3. Misunderstandings and intercultural reading
The main intercultural misunderstanding around the number of Brazilian kisses is not offense — performing the wrong number is generally not perceived as an insult — but social awkwardness: the strangling of an unfinished kiss, or a kiss into empty air when the other person has already withdrawn, produces mutual embarrassment. For a European accustomed to 2 or 3 kisses, the single Paulista kiss may feel cold; for a Paulista faced with a Baiano who expects a third kiss, the moment becomes comical. Axtell (1998) notes that in international Brazilian professional contexts, Brazilian participants often self-adjust their number of kisses when interacting with foreigners or compatriots from other regions — a sign that the norm is understood to be variable.
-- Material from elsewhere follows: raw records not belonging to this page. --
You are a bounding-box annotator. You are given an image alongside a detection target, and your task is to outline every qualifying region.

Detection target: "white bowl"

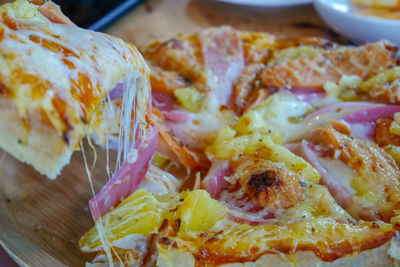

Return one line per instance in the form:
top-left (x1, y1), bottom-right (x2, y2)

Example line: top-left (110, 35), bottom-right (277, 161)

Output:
top-left (314, 0), bottom-right (400, 45)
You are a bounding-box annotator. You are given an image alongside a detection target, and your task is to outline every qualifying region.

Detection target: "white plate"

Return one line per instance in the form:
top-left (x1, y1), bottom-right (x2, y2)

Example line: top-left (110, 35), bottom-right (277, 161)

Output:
top-left (314, 0), bottom-right (400, 45)
top-left (217, 0), bottom-right (312, 7)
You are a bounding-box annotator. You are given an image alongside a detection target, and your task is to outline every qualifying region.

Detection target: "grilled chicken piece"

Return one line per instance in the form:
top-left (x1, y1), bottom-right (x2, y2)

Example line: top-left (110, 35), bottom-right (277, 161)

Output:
top-left (261, 41), bottom-right (397, 89)
top-left (307, 127), bottom-right (400, 221)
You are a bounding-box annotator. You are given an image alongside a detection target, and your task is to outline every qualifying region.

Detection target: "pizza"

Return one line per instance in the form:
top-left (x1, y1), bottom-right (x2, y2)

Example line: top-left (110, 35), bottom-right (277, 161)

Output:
top-left (0, 0), bottom-right (400, 266)
top-left (0, 0), bottom-right (150, 178)
top-left (75, 22), bottom-right (400, 266)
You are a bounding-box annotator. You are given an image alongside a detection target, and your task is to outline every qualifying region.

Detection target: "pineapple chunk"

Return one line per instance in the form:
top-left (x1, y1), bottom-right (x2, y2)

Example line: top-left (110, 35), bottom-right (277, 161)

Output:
top-left (324, 75), bottom-right (362, 101)
top-left (79, 189), bottom-right (179, 251)
top-left (206, 132), bottom-right (320, 183)
top-left (179, 190), bottom-right (228, 232)
top-left (233, 93), bottom-right (313, 144)
top-left (384, 145), bottom-right (400, 166)
top-left (0, 0), bottom-right (49, 22)
top-left (271, 45), bottom-right (325, 64)
top-left (360, 67), bottom-right (400, 92)
top-left (153, 153), bottom-right (169, 168)
top-left (389, 112), bottom-right (400, 135)
top-left (174, 88), bottom-right (203, 113)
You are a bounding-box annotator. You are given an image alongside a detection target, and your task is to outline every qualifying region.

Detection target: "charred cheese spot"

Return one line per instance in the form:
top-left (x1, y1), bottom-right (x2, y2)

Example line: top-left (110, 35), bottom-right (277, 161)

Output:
top-left (29, 35), bottom-right (79, 58)
top-left (307, 127), bottom-right (400, 222)
top-left (375, 118), bottom-right (400, 147)
top-left (235, 159), bottom-right (303, 210)
top-left (2, 13), bottom-right (22, 31)
top-left (71, 72), bottom-right (102, 120)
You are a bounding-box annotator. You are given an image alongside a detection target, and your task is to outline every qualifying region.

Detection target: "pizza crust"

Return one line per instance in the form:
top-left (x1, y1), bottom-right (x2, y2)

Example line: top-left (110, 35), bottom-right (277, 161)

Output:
top-left (157, 242), bottom-right (397, 267)
top-left (0, 98), bottom-right (73, 179)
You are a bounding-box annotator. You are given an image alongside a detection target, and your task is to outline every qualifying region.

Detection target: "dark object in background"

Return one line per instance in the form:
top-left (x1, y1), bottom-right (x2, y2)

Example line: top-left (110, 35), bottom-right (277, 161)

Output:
top-left (53, 0), bottom-right (142, 31)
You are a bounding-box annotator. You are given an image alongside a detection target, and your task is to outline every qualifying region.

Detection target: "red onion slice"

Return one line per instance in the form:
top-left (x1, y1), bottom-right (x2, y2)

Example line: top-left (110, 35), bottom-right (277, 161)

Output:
top-left (89, 127), bottom-right (158, 219)
top-left (202, 160), bottom-right (232, 199)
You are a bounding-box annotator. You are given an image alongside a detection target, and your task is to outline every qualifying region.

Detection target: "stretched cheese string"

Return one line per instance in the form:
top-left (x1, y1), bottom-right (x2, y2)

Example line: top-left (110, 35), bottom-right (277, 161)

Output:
top-left (105, 95), bottom-right (115, 180)
top-left (79, 139), bottom-right (114, 267)
top-left (88, 75), bottom-right (139, 266)
top-left (79, 136), bottom-right (123, 267)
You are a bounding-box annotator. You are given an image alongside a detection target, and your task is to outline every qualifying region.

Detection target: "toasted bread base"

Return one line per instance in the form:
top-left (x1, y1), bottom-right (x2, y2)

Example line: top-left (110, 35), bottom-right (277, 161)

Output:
top-left (0, 97), bottom-right (73, 179)
top-left (157, 242), bottom-right (396, 267)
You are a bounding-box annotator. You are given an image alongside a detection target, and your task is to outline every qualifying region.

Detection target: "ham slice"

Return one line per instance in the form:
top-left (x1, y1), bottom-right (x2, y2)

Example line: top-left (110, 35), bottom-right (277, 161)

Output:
top-left (89, 127), bottom-right (158, 219)
top-left (281, 87), bottom-right (326, 102)
top-left (152, 92), bottom-right (191, 122)
top-left (202, 160), bottom-right (232, 199)
top-left (288, 140), bottom-right (352, 208)
top-left (38, 1), bottom-right (75, 25)
top-left (198, 27), bottom-right (245, 106)
top-left (340, 105), bottom-right (400, 141)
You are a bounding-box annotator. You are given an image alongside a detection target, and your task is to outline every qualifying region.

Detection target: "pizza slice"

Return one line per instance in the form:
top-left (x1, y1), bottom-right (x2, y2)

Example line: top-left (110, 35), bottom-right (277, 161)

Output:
top-left (0, 0), bottom-right (150, 178)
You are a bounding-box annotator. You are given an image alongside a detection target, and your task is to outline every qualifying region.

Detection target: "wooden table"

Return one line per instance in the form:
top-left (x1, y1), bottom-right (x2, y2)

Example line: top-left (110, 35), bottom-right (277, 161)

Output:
top-left (106, 0), bottom-right (336, 47)
top-left (0, 0), bottom-right (340, 266)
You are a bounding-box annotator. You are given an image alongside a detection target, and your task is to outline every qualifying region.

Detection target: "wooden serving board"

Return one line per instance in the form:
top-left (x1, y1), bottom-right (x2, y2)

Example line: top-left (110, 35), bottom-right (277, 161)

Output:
top-left (0, 0), bottom-right (338, 266)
4. Contemporary trends: COVID-19 and globalization
The COVID-19 pandemic (2020–2022) temporarily suspended cheek kisses in Brazil, as in most Latin countries. The gradual return to the practice (2022–2023) has been accompanied by a slight trend toward standardization around 2 kisses in urban and professional environments, under the influence of practices of large multinational companies based primarily in São Paulo. Nevertheless, regional variations remain robust in informal and family settings. Globalization has not erased the Brazilian kiss map; it has simply superimposed a professional layer that reduces disparities in formal contexts.
5. Practical recommendations
When in doubt, two strategies work well: (a) observe before acting — if possible, watch how locals greet each other nearby before engaging; (b) follow the Brazilian interlocutor's lead — if the person tilts their head and offers their cheek, initiate the kiss; if they seem to pause after the first, wait for their signal. In a formal professional context (business meeting, conference), a handshake is always a neutral and acceptable option, including between women. Do not comment on your interlocutor's 'wrong' number of kisses — explicitly correcting the ritual is perceived as more awkward than the mistake itself.
Historical origins
The cheek kiss greeting in Brazil inherits the Mediterranean culture of bodily proximity imported during Portuguese colonization (16th–19th c.). Economic regionalization in the 1950s–1980s differentiated norms: São Paulo (1 kiss, rapid urbanization and immigrant influence) vs. Rio de Janeiro (2 kisses, carioca tradition) vs. interior (2–3 kisses). Argyle (1988, Methuen) documents intra-cultural variability in tactile behaviors.
Practical recommendations
To do
- Observez ce que font les locaux et suivez leur exemple. Si quelqu'un tend la joue, répondez naturellement. Laissez généralement la femme prendre l'initiative. En contexte d'affaires formel à São Paulo, une poignée de main est souvent suffisante lors d'une première rencontre.
Avoid
- - Ne pas rire ou moquer protocole local - Ne pas imposer norme occidentale - Ne pas poser questions intrusives - Ne pas filmer sans permission
Neutral alternatives
Handshake (formal, especially between men or in business settings in São Paulo); nod with a smile if uncertain about the appropriate number of kisses.
Sources
- Argyle, M. (1988). Bodily Communication (2nd ed.). Methuen and Co.
- Morris, D., Collett, P., Marsh, P. and O'Shaughnessy, M. (1979). Gestures: Their Origins and Distribution. Stein and Day.
- Axtell, R. E. (1998). Gestures: The Do's and Taboos of Body Language Around the World. John Wiley and Sons.
- Wikipedia EN. Cheek kissing. Retrieved 2026.
- Street Smart Brazil. (2023). How Many Kisses in Brazil? Regional Variation Guide. streetsmartbrazil.com. Retrieved 2026.